Hof van Cassatie: Arrest van 8 Mei 2001 (België). RG P010392N

Datum :
08-05-2001
Taal :
Frans Nederlands
Grootte :
1 pagina
Sectie :
Rechtspraak
Bron :
Justel N-20010508-22
Rolnummer :
P010392N

Samenvatting :

De artikelen 6 EVRM en 14 IVBPR hebben geen betrekking op het recht van verdediging voor de onderzoeksgerechten wanneer deze uitspraak doen over de uitvoerbaarverklaring van een door een buitenlandse overheid verleend aanhoudingsbevel (1).

Arrest :

Voeg het document toe aan een map () om te beginnen met annoteren.
Nr. P.01.0392.N.
M. C., vreemdeling, aangehouden ter uitlevering,
eiser tot cassatie van een arrest, op 9 maart 2001 gewezen door het Hof van Beroep te Antwerpen, kamer van inbeschuldigingstelling,
met als raadsman Mr.
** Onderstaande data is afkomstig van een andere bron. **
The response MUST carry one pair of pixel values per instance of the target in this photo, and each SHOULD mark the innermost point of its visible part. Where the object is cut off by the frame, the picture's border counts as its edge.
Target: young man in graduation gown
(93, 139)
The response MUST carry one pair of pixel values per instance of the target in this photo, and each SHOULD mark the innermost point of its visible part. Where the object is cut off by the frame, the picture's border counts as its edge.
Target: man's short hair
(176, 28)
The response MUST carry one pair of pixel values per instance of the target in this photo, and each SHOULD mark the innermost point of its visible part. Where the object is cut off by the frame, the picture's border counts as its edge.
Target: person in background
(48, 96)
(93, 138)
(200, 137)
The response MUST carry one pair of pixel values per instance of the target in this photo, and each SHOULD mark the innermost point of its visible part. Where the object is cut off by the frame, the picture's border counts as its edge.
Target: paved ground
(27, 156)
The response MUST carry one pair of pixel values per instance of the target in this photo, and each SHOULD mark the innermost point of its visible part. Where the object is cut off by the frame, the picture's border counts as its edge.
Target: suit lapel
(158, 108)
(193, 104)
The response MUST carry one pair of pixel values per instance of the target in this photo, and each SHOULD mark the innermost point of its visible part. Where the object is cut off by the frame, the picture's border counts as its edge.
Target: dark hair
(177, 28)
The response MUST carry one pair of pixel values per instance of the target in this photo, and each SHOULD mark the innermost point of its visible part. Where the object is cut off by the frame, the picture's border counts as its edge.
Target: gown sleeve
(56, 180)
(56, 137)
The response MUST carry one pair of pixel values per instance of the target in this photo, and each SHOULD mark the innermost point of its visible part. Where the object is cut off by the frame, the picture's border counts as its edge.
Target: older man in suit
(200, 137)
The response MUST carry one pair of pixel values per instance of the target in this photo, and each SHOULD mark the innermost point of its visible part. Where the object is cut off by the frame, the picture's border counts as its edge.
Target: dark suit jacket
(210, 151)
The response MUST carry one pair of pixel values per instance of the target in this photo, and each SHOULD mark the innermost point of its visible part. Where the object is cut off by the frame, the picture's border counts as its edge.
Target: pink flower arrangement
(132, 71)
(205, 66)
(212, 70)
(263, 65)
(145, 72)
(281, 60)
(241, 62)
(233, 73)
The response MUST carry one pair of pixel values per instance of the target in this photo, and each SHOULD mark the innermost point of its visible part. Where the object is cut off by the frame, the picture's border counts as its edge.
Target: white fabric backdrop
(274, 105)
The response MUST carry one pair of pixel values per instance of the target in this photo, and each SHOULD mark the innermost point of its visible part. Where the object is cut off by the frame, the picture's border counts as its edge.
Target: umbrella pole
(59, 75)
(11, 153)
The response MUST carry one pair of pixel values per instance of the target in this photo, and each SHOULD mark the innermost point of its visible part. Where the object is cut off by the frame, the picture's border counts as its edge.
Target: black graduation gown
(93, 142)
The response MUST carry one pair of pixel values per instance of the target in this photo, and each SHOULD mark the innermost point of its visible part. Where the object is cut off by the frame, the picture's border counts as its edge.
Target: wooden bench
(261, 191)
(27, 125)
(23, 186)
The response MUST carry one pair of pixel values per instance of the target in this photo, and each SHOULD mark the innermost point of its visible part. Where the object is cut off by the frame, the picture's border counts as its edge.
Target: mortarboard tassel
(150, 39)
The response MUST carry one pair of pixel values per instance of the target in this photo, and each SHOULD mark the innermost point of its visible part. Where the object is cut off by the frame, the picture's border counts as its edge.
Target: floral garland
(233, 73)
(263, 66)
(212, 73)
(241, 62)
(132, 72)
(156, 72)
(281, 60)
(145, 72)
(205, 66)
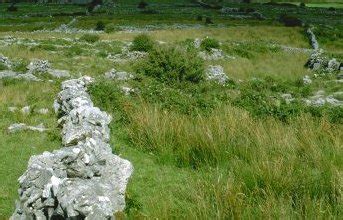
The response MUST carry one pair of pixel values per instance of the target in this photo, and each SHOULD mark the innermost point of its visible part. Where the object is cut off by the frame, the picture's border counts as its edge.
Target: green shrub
(173, 64)
(3, 66)
(100, 26)
(90, 38)
(209, 43)
(142, 43)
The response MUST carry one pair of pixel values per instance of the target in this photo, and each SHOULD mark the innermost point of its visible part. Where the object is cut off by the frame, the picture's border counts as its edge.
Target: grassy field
(201, 150)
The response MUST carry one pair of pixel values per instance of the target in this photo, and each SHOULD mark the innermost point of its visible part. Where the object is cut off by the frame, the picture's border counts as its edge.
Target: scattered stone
(7, 74)
(38, 66)
(5, 61)
(127, 55)
(287, 97)
(26, 110)
(197, 43)
(12, 109)
(118, 75)
(333, 65)
(217, 74)
(43, 111)
(214, 54)
(127, 90)
(22, 127)
(82, 180)
(307, 80)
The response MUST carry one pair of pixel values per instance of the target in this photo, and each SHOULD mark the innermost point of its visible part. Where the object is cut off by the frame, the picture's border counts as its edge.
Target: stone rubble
(217, 74)
(82, 180)
(307, 80)
(13, 75)
(214, 54)
(26, 110)
(127, 55)
(5, 61)
(22, 127)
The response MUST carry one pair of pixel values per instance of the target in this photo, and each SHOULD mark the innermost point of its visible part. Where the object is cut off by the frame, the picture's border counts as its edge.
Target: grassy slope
(266, 168)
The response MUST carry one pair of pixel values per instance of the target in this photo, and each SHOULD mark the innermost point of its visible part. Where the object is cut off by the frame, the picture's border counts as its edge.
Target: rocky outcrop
(118, 75)
(216, 74)
(24, 127)
(312, 38)
(82, 180)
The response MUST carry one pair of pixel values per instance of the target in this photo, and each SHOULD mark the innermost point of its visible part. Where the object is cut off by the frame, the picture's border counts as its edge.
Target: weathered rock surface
(5, 61)
(83, 180)
(217, 74)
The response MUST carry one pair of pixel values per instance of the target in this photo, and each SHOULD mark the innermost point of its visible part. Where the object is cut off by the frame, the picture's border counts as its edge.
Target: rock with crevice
(82, 180)
(216, 74)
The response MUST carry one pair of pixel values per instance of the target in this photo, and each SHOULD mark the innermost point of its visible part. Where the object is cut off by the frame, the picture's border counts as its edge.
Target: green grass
(200, 150)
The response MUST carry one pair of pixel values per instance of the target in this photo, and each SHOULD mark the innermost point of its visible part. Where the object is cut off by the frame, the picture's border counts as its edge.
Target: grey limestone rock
(82, 180)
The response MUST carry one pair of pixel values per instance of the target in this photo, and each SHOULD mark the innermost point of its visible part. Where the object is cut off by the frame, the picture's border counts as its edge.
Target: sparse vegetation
(248, 149)
(142, 43)
(90, 38)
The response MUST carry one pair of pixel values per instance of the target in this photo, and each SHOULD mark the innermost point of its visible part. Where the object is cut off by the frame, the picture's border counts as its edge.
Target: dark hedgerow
(142, 43)
(173, 65)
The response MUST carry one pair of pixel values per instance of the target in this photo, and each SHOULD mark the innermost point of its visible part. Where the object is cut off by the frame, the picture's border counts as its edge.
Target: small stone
(12, 109)
(216, 73)
(118, 75)
(43, 111)
(307, 80)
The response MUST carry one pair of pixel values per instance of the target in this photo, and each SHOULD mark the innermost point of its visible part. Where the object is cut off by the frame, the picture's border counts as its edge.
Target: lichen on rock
(82, 180)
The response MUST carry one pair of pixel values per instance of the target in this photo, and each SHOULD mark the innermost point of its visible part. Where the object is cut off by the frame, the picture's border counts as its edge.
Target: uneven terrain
(259, 138)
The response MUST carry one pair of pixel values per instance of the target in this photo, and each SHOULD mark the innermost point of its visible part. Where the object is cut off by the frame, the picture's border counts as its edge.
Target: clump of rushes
(142, 43)
(209, 43)
(90, 38)
(173, 65)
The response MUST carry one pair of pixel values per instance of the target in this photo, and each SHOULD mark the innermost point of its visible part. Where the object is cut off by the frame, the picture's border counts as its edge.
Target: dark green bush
(209, 43)
(90, 38)
(142, 4)
(100, 26)
(142, 43)
(173, 65)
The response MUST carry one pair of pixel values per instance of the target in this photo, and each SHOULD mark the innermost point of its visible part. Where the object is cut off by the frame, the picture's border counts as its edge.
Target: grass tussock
(266, 167)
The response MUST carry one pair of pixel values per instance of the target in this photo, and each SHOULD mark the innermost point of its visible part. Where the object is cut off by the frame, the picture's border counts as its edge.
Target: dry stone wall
(82, 180)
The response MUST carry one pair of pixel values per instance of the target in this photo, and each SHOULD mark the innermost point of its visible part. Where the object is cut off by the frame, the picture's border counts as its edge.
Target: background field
(200, 150)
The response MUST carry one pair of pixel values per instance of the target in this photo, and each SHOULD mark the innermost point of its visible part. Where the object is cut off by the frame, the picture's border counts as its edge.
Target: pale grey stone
(83, 179)
(217, 74)
(307, 80)
(59, 73)
(26, 110)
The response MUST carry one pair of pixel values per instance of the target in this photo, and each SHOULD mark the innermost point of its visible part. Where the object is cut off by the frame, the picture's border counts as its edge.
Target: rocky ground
(258, 134)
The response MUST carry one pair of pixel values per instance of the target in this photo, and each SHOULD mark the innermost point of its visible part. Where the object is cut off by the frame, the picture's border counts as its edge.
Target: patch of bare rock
(82, 180)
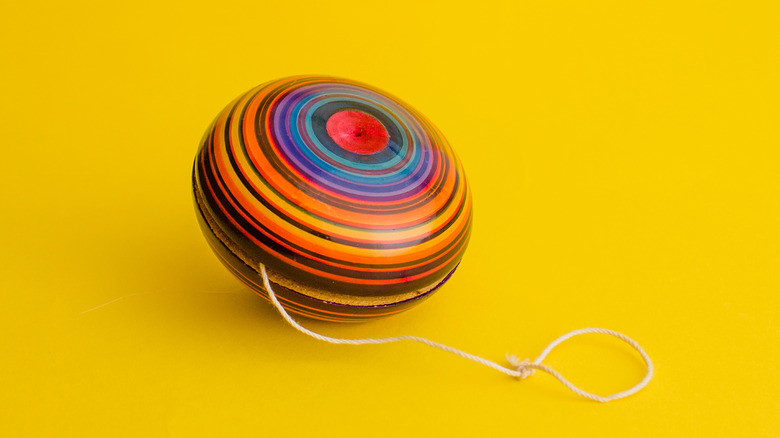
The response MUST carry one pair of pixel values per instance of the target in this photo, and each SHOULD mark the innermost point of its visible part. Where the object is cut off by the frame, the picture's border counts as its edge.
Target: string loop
(521, 369)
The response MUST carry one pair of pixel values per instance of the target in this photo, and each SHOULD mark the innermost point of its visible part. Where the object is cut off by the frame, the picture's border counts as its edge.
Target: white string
(522, 368)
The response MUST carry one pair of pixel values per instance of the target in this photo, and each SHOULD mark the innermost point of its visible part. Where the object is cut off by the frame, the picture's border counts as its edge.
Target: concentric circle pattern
(335, 186)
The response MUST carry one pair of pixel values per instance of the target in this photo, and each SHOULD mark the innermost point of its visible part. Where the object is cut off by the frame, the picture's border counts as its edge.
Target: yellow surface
(624, 163)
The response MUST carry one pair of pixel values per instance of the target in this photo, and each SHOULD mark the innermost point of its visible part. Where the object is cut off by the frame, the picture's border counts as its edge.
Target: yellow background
(624, 164)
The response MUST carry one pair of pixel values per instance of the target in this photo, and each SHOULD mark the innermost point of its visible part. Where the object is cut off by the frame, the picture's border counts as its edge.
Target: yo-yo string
(521, 368)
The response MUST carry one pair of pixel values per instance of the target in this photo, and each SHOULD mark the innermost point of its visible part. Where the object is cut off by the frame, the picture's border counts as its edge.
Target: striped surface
(369, 214)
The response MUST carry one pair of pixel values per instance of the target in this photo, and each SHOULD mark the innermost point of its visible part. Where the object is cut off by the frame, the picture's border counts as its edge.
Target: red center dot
(357, 132)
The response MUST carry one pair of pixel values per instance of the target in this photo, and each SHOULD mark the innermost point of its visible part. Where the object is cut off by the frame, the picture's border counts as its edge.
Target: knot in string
(522, 368)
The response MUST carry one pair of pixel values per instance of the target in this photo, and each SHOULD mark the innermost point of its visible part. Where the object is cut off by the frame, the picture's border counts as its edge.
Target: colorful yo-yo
(354, 202)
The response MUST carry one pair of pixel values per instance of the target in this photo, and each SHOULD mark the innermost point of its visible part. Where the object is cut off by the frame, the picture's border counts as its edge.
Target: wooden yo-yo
(355, 203)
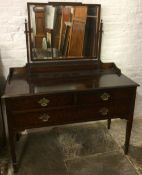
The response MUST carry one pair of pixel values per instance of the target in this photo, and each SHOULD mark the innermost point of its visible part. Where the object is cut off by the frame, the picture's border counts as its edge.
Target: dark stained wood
(65, 91)
(86, 93)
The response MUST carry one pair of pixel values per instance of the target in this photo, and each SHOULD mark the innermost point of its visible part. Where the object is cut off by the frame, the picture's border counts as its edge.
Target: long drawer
(107, 95)
(74, 114)
(40, 101)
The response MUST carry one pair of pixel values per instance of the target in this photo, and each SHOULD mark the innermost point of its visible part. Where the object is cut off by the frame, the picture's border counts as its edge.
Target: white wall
(122, 37)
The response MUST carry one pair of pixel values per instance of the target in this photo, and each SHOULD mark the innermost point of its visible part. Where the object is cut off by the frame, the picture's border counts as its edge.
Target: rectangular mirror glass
(63, 31)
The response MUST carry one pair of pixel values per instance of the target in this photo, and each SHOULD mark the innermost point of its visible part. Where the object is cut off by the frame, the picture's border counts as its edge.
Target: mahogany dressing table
(64, 80)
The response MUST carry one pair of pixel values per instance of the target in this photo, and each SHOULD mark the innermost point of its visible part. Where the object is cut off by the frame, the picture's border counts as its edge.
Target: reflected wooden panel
(63, 31)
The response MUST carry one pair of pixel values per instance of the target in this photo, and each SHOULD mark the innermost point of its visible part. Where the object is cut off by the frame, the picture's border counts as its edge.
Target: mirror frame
(28, 32)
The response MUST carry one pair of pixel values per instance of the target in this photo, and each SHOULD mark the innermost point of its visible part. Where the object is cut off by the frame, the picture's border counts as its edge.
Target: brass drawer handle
(43, 102)
(44, 117)
(105, 96)
(104, 111)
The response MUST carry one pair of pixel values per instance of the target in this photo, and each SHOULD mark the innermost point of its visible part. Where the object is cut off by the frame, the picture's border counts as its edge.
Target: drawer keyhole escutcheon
(43, 102)
(105, 96)
(104, 111)
(44, 117)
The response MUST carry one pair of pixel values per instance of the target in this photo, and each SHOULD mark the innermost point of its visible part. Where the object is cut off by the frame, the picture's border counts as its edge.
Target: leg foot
(128, 134)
Werner Mertens, advocaat bij de balie te Antwerpen,
HET HOF,
Gehoord het verslag van raadsheer Goethals en op de conclusie van advocaat-generaal De Swaef;
Gelet op het bestreden arrest, op 9 maart 2001 gewezen door het Hof van Beroep te Antwerpen, kamer van inbeschuldigingstelling;
Gelet op de memorie die aan dit arrest is gehecht en daarvan deel uitmaakt;
Over het eerste middel :
Overwegende dat de artikelen 6 EVRM en 14 IVBPR geen betrekking hebben op het recht van verdediging voor de onderzoeksgerechten wanneer deze uitspraak doen over de uitvoerbaarverklaring van een door een buitenlandse overheid verleend aanhoudingsbevel;
Dat het middel faalt naar recht;
Over het tweede middel :
Overwegende dat, anders dan het middel aanvoert, de omschrijving van de feiten zoals bepaald door artikel 3, tweede lid, Uitleveringswet, niet noodzakelijk moeten vermeld zijn in de akte waarbij de uitlevering wordt gevraagd; dat de duidelijke omschrijving van de feiten onder meer ook kan blijken uit de stukken die aan die akte zijn gehecht;
Dat het middel faalt naar recht;
Over het derde middel :
Overwegende dat het onderzoeksgerecht, om een door de buitenlandse overheid met het oog op uitlevering verleend aanhoudingsbevel uitvoerbaar te verklaren, dient na te gaan of het feit zelf waarvoor dat aanhoudingsbevel is verleend en niet de omschrijving die de buitenlandse overheid eraan gegeven heeft, een misdrijf is volgens de Belgische wetten en of het in het uitleveringsverdrag is omschreven; dat het onder die voorwaarden vermag ook het exequatur te verlenen voor een feit dat volgens de wet van de buitenlandse overheid een verzwarende omstandigheid vormt, maar in België een zelfstandig misdrijf is;
Dat het middel faalt naar recht;
En overwegende dat de substantiële of op straffe van nietigheid voorgeschreven rechtsvormen in acht zijn genomen en de beslissing overeenkomstig de wet is gewezen;
OM DIE REDENEN,
Verwerpt de voorziening;
Veroordeelt eiser in de kosten.
Gezegde kosten begroot op de som van tweeduizend zeshonderd drieënzeventig frank verschuldigd.
Aldus geoordeeld door het Hof van Cassatie, tweede kamer, te Brussel, door afdelingsvoorzitter Forrier, de raadsheren Dhaeyer, Goethals, Frère, Debruyne, en uitgesproken in openbare terechtzitting van acht mei tweeduizend en een, door afdelingsvoorzitter Forrier, in aanwezigheid van advocaat-generaal De Swaef, met bijstand van eerstaanwezend adjunct-griffier Van den Abbeel.